5. Dehydration and Kidney Load

Erdafitinib clears through the liver, then the kidneys. Inadequate hydration raises drug-metabolite concentration with each filtration cycle, compounding the kidney stress already caused by elevated phosphate — and it further concentrates circulating phosphate, undermining the sevelamer, while also worsening dry eye and fatigue. It's the most overlooked piece of this protocol because it has no dramatic acute symptom to flag it.

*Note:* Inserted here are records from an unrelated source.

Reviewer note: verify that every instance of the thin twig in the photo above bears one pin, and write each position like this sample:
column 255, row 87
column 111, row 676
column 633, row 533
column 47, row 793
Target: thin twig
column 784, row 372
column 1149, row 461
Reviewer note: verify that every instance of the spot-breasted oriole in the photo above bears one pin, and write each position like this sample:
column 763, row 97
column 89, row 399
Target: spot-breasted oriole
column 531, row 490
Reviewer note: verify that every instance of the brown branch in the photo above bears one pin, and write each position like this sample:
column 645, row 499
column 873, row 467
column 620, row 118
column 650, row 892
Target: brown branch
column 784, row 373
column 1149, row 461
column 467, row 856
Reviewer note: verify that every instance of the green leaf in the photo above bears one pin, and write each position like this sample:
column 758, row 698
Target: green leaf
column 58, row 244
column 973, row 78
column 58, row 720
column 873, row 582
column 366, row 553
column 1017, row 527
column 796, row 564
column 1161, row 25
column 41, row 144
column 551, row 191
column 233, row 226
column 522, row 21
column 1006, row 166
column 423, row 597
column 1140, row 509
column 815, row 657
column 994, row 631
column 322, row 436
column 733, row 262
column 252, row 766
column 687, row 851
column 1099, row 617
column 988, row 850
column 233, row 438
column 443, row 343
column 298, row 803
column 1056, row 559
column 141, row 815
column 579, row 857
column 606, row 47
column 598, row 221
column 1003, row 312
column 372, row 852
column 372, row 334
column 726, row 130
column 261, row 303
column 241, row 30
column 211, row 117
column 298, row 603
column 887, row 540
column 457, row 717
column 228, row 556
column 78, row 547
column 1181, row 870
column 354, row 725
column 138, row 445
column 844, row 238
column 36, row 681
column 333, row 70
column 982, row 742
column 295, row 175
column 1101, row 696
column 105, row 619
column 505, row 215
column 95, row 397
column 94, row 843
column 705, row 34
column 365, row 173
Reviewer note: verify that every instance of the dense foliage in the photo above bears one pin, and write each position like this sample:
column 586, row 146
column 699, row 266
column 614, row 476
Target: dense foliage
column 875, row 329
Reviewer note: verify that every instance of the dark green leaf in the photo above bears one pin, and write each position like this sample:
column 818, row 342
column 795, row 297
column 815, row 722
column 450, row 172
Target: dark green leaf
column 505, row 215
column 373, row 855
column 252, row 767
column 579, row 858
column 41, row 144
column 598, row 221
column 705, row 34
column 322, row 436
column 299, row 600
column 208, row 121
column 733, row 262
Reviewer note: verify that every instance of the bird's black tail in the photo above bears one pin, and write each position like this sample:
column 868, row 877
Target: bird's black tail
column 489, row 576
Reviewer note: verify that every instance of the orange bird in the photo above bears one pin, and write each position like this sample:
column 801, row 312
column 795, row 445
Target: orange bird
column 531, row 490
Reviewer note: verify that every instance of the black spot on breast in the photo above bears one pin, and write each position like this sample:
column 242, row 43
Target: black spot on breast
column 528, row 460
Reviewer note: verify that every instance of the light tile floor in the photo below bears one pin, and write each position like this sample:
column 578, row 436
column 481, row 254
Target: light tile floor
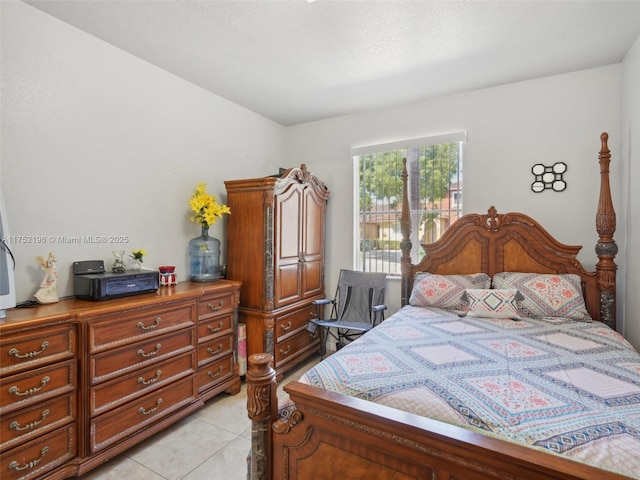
column 210, row 444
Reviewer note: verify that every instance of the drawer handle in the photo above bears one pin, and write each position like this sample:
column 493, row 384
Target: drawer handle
column 215, row 329
column 285, row 352
column 151, row 380
column 16, row 466
column 149, row 327
column 15, row 353
column 16, row 425
column 286, row 327
column 152, row 409
column 215, row 308
column 150, row 354
column 30, row 391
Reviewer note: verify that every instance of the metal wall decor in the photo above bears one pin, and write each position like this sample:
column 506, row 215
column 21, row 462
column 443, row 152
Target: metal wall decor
column 548, row 178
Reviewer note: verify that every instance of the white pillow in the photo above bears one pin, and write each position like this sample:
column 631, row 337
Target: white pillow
column 493, row 303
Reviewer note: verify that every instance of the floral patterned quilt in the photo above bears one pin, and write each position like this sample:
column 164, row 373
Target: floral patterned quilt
column 566, row 387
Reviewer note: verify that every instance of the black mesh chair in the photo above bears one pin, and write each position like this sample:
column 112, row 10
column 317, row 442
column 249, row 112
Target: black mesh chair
column 358, row 306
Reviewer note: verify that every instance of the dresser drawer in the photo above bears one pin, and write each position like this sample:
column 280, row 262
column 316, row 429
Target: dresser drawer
column 23, row 351
column 293, row 345
column 119, row 330
column 215, row 373
column 117, row 424
column 214, row 349
column 27, row 388
column 293, row 323
column 27, row 423
column 217, row 304
column 126, row 388
column 120, row 361
column 39, row 456
column 215, row 327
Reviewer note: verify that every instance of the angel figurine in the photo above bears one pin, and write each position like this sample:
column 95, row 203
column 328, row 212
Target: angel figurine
column 48, row 292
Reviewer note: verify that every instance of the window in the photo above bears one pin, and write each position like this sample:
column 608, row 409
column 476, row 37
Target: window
column 434, row 166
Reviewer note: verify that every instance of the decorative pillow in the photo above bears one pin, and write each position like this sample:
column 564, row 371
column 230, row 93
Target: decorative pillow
column 445, row 291
column 546, row 295
column 493, row 303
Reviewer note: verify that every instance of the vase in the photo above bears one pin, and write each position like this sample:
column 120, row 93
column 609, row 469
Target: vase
column 118, row 265
column 204, row 258
column 136, row 265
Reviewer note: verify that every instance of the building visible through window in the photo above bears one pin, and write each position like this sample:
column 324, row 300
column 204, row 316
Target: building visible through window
column 434, row 168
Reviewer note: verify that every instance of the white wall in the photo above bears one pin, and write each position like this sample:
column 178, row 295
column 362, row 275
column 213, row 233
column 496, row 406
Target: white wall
column 510, row 128
column 97, row 142
column 630, row 220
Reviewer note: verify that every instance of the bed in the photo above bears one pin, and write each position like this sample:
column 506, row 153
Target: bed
column 470, row 386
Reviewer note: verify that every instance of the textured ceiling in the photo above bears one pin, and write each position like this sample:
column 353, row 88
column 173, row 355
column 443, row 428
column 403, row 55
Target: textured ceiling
column 296, row 61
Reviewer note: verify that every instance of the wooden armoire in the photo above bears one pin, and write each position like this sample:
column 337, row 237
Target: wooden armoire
column 275, row 247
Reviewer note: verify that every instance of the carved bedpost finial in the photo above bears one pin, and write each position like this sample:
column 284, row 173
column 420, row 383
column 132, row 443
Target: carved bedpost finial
column 262, row 407
column 405, row 243
column 606, row 248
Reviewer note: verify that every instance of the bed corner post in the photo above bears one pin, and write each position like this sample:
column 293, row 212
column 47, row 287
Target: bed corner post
column 405, row 243
column 262, row 408
column 606, row 248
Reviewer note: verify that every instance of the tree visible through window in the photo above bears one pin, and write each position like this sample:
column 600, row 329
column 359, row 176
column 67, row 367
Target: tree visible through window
column 435, row 196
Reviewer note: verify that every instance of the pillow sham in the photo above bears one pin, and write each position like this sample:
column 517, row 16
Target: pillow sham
column 546, row 295
column 493, row 303
column 445, row 291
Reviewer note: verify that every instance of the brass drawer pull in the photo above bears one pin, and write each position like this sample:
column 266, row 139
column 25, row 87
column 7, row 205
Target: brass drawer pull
column 216, row 329
column 16, row 425
column 149, row 327
column 16, row 466
column 15, row 353
column 16, row 391
column 286, row 327
column 151, row 380
column 150, row 354
column 215, row 308
column 152, row 409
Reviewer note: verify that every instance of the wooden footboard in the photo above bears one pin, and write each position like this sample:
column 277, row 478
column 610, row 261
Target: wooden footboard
column 331, row 436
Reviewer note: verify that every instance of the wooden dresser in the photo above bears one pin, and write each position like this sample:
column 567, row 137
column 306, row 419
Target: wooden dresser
column 83, row 381
column 275, row 246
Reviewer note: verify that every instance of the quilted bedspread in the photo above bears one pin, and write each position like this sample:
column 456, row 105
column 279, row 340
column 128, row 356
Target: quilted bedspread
column 569, row 388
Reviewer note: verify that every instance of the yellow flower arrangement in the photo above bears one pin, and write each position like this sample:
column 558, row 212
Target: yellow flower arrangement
column 205, row 207
column 138, row 254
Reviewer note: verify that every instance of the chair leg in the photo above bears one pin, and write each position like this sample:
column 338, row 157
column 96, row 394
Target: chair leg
column 323, row 342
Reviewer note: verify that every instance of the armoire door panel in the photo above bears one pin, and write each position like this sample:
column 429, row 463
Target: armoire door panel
column 287, row 285
column 288, row 225
column 312, row 278
column 313, row 234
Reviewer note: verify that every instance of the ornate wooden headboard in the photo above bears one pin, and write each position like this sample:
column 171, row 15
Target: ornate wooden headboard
column 515, row 242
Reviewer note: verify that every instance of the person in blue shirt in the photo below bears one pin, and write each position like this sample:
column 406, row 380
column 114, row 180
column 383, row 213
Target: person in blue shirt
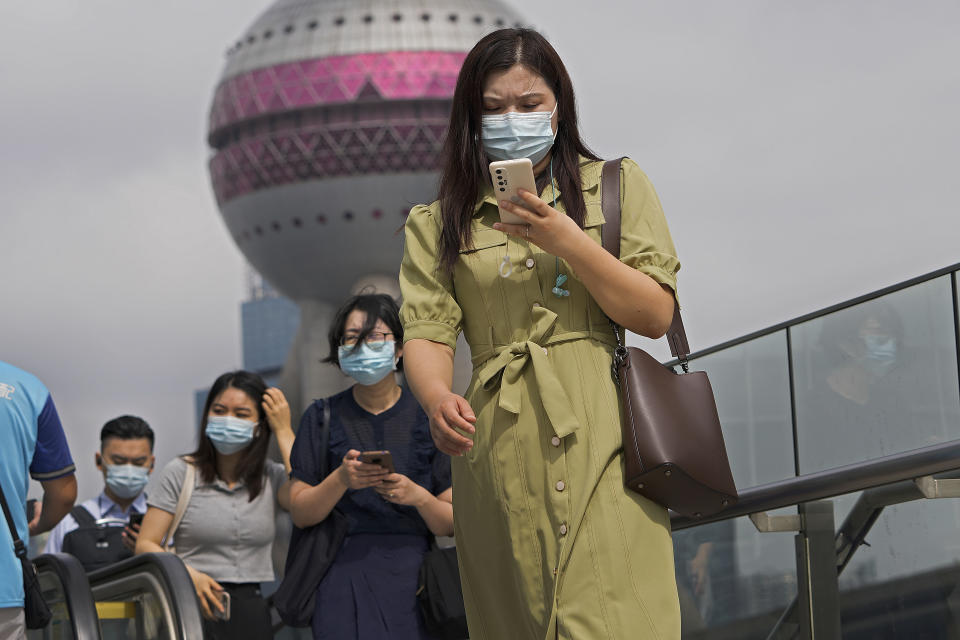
column 126, row 460
column 369, row 592
column 32, row 444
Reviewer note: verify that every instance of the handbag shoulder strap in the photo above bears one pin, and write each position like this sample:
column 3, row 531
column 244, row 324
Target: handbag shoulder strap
column 18, row 547
column 610, row 205
column 186, row 491
column 324, row 435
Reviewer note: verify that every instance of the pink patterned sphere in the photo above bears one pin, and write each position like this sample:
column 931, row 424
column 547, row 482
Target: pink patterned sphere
column 326, row 127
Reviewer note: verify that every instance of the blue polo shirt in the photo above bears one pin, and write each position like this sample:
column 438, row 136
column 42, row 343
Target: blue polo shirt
column 31, row 440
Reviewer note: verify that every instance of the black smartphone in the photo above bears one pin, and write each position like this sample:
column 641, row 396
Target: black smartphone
column 382, row 458
column 225, row 601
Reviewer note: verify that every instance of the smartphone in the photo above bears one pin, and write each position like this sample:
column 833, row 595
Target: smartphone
column 382, row 458
column 225, row 601
column 508, row 176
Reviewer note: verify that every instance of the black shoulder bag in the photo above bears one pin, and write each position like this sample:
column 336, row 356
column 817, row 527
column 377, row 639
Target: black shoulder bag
column 35, row 608
column 313, row 549
column 440, row 595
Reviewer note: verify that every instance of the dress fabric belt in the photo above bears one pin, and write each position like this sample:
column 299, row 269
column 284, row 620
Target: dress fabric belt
column 505, row 365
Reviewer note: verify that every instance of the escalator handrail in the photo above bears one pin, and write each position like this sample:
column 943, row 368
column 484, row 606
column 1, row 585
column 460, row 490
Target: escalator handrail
column 175, row 580
column 850, row 478
column 76, row 593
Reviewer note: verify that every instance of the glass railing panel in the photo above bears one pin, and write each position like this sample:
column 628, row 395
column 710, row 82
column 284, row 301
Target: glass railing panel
column 751, row 385
column 733, row 582
column 67, row 593
column 877, row 378
column 906, row 584
column 61, row 625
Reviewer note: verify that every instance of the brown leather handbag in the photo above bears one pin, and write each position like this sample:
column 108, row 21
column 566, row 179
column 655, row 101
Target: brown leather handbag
column 672, row 442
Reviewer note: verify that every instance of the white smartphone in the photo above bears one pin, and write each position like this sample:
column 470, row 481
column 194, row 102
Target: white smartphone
column 508, row 176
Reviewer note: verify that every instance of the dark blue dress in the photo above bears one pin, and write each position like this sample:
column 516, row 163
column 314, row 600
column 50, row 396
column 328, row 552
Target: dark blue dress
column 369, row 593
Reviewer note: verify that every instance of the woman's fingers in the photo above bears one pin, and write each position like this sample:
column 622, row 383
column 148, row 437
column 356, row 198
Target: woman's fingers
column 531, row 202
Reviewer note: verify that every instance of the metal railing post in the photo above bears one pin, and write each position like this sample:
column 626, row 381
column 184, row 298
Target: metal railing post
column 819, row 592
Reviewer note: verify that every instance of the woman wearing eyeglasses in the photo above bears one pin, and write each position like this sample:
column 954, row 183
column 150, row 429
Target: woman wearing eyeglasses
column 369, row 591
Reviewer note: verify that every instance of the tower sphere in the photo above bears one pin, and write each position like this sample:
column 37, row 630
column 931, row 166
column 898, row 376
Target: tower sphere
column 326, row 127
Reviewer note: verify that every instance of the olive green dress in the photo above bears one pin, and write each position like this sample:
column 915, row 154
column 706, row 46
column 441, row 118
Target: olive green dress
column 551, row 545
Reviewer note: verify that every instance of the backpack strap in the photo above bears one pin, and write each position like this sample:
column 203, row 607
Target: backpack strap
column 182, row 502
column 84, row 518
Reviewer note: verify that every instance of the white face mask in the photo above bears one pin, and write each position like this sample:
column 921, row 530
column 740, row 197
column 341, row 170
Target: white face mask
column 509, row 136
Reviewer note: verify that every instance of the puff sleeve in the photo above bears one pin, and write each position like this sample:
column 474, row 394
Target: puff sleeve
column 430, row 310
column 645, row 242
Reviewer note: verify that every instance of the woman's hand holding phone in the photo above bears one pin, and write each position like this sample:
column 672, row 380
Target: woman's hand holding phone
column 554, row 232
column 452, row 413
column 209, row 592
column 360, row 475
column 399, row 489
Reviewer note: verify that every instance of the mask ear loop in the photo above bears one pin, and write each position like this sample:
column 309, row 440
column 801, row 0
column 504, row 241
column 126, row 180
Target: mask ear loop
column 506, row 268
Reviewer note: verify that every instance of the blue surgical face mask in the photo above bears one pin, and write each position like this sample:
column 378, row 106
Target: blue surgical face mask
column 126, row 480
column 365, row 364
column 229, row 434
column 881, row 353
column 510, row 136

Counter — Hydration Protocol
  • 3 L water/day — 500 mL first thing in the morning, the rest spread through the day rather than taken all at once, to avoid diluting sodium.​
  • Electrolytes daily — a sugar-free sodium/potassium/magnesium supplement, dissolved in at least 1 L of the daily water.​
  • Saffron extract (crocetin), 30 mg/day — supports renal microcirculation and reduces inflammatory signaling in the kidney.​


TL;DR: Protocol

ED, from day one:
  • Creatine monohydrate — 5 g​
  • Betaine (TMG) — 3 g, split morning/evening​
  • Abaloparatide 80 mcg or forskolin 1 g​
  • Saffron extract (crocetin) — 30 mg​
  • Sevelamer — 800 mg with every meal​
  • Electrolytes + 3 L water, spread through the day​

Starting at 2–3 months, or at first visual symptom:
  • Dorzolamide eye drops (preservative-free preferred)​
  • Lubricating drops (preservative-free if used more than 4x/day)​

Monitoring / Bloodwork:
  • Serum phosphate — target below 5.5 mg/dL​
  • Kidney function markers — every 4–6 weeks​
  • Vision — central clarity/contrast​
  • Homocysteine — every 8 weeks​

Every item on this list has a specific job targeting a specific side effect, so take them all.